J'arrive avec dix minutes de marge depuis le boulot en ce vendredi soir : première étape, rechercher quel est le bon guichet pour retirer ma place. Car le passe intégral jeune de Radio France marche ainsi : il faut chaque mois commander les places du mois suivant, qui ne sont pas envoyés chez soi de manière civilisé, non non, il faut aller les chercher à l'accueil et dans la bonne file de chaque salle avec son passe en main, qui est l'une des création les plus immondes qui soit, pis encore que la carte 12-25 de la SNCF, ce qui est un exploit. On me remet donc une enveloppe RF, qui contient un porte-billet RF, qui contient mon billet en rang BB (oh, au téléphone, c'est moi qui ai appris que c'était le rang BB, parce que sur leur ordinateur, ils n'ont pas la numérotation dans la salle, c'est pratique -- "deuxième rang devant", "plutôt au fond", "très sur le côté" --, heureusement l'imprimante est plus intelligente que l'écran chez eux). Et je dois bien m'estimer heureux : à la base, je ne pouvais pas réserver ce concert. Parcekecékomsa.

Vous comprenez, sur la brochure trimestrielle, la direction de la musique a mis une mention de deux petites lettres qui signifient "jeunes non acceptés" ; sur le concert du TCE aussi, mais là il n'y a que le choeur, et le pass' ne s'applique pas pour les coproductions, même quand elles ne sont pas explicitement spécifiées. Et même si la salle comporte de très nombreuses rangées vide, parce qu'on est très con chez RF de penser qu'un Schumann/Brahms par MWC en face d'un requiem de Mozart va remplir la salle, on vous file tout de même une place pourrave, parce que merde, vous êtes jeune, quoi.

Et donc, en téléphonant cette semaine parce que mon dernier mail (avec relance) de réservation de mes places d'octobre n'avait pas eu de réponse, j'ai appris que mes places d'octobre avaient bien été validées, sauf une, qui est devenue "inaccessible aux jeunes", comme ça, par magie. Mais en échange, me dit la jeune fille confuse au téléphone, qui ne cache pas son non-support aux techniques de la direction, certains concerts deviennent accessibles ! Et c'est ainsi que j'ai enfin pu réserver mon concert qui nous intéresse. Je reviendrai plus tard sur le reste de cette aventure, qui ne commence ni ne s'arrête là, et vous pensez bien que n'aimant pas trop être pris pour un con, cela inclura la DGCCRF, la directrice de la musique de RF, et les cabinets des ministère de l'économie et de la culture (qui normalement a dû sonner à la porte du président de RF).

Je rencontre Christian et l'ami berlinois, le premier étant au courant de mes mésaventures (et je n'étais donc pas censé venir), le second me disant qu'un jeune ami commun galérait de la même manière avec Pleyel. On remarque d'ailleurs que l'excellent concert de la veille au TCE était à 10€ en dernière minute (et non moitié prix par catégorie comme on le pratique dans cette salle), tandis que ce soir c'est 20€. Myung-Whun Chung arrive sur ce, accompagné d'un Lars Vogt qui décidément fait bien six ans de moins que ses 39 ans (note à Lea : je ne sais pas s'il est célib', a bio est incomplète à ce sujet). Concerto pour piano et orchestre en La mineur op 54, trentaine de minute, du Schumann heureux, nous aussi. Le pianiste est tellement dans son affaire qu'il entre en transe à la fin, à bouger tout seul sans jouer en face de l'orchestre ; ridicule assumé. Mais s'il faut ça pour connaître une qualité de jeu pareille, alors souffrons pour mieux avoir de plaisir (certaines confirmeront ce précepte).

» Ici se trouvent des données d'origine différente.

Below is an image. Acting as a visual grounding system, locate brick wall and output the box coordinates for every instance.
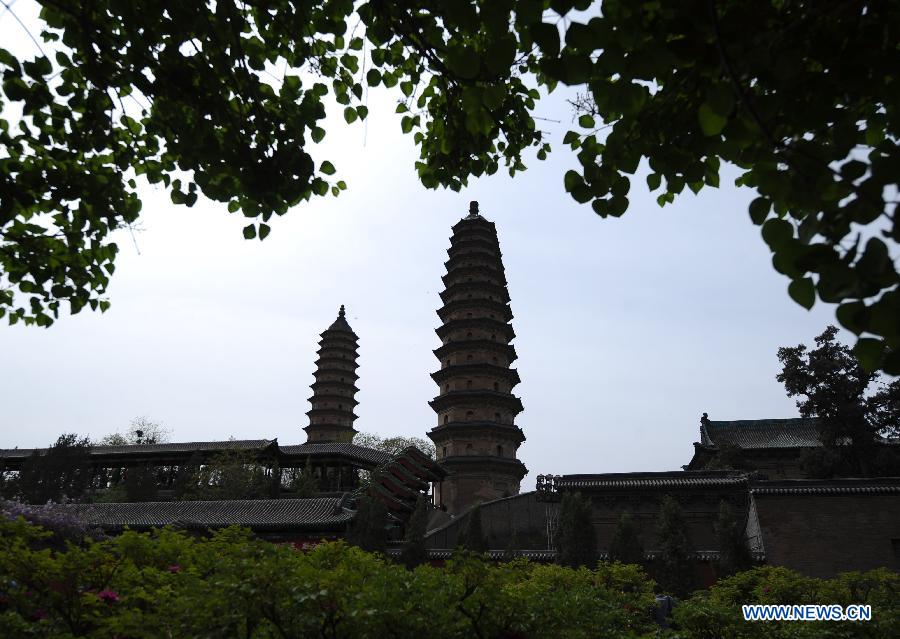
[753,493,900,577]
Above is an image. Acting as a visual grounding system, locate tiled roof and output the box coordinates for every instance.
[0,439,391,466]
[65,497,353,530]
[700,417,822,449]
[553,470,747,490]
[387,548,766,563]
[0,439,276,459]
[279,442,391,465]
[750,477,900,495]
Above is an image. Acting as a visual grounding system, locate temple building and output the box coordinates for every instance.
[428,202,528,514]
[0,202,900,584]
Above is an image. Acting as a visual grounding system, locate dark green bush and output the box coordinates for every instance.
[0,519,654,639]
[0,517,900,639]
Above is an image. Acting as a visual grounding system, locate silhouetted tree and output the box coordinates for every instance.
[503,528,522,561]
[776,326,900,476]
[100,417,171,446]
[172,451,203,500]
[657,495,694,597]
[459,504,488,554]
[353,433,435,459]
[609,512,644,564]
[556,493,597,568]
[287,457,319,497]
[125,464,157,502]
[182,450,272,500]
[18,433,91,504]
[706,442,746,470]
[347,495,388,552]
[715,500,753,578]
[400,496,429,568]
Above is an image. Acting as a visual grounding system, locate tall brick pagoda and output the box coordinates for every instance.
[428,202,528,514]
[303,305,359,442]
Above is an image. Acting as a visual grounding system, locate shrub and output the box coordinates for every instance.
[0,518,654,639]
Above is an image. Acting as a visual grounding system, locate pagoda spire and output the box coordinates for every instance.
[303,304,359,442]
[428,202,528,514]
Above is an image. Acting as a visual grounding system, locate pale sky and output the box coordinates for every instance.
[0,0,853,490]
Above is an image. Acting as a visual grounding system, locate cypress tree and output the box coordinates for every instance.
[400,495,428,568]
[657,495,694,597]
[125,464,157,502]
[556,493,597,568]
[347,495,388,552]
[18,433,91,504]
[715,499,753,577]
[459,504,488,554]
[609,512,644,564]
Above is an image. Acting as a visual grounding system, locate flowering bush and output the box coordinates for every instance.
[0,518,654,639]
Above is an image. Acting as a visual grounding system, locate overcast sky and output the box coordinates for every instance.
[0,0,850,489]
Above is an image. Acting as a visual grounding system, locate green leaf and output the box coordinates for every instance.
[697,102,728,136]
[529,22,559,57]
[853,337,885,371]
[835,302,867,335]
[762,218,794,251]
[788,277,816,310]
[446,45,481,80]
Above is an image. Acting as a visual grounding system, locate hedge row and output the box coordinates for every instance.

Le concert est très filmé, Lars Vogt nous gratifie d'un maxi-bis, second mouvement de la sonate en do de Mozart, de mémoire. Le programme nous disait justement que Schumann essayait de s'en détacher, du Mozart. Entracte, on se dégourdit un peu les jambes, la prétendante miss ouvreuse 2010 n'est point là, en fait on l'apercevra aux vestiaires à la fin, resplendissante. Je rejoins mon rang B impair (bah ouais, faut pas déconner) aux côté de l'ami berlinois pour la seconde partie : symphonie n°2 de Brahms. Ça doit faire la trois ou quatrième de l'année, mais que voulez-vous, c'est comme admirer prétendante-miss-ouvreuse-2010, on ne s'en lasse pas (même avec le peu de passion caractéristique du chef, suaf sur le final où il se lâche carrément).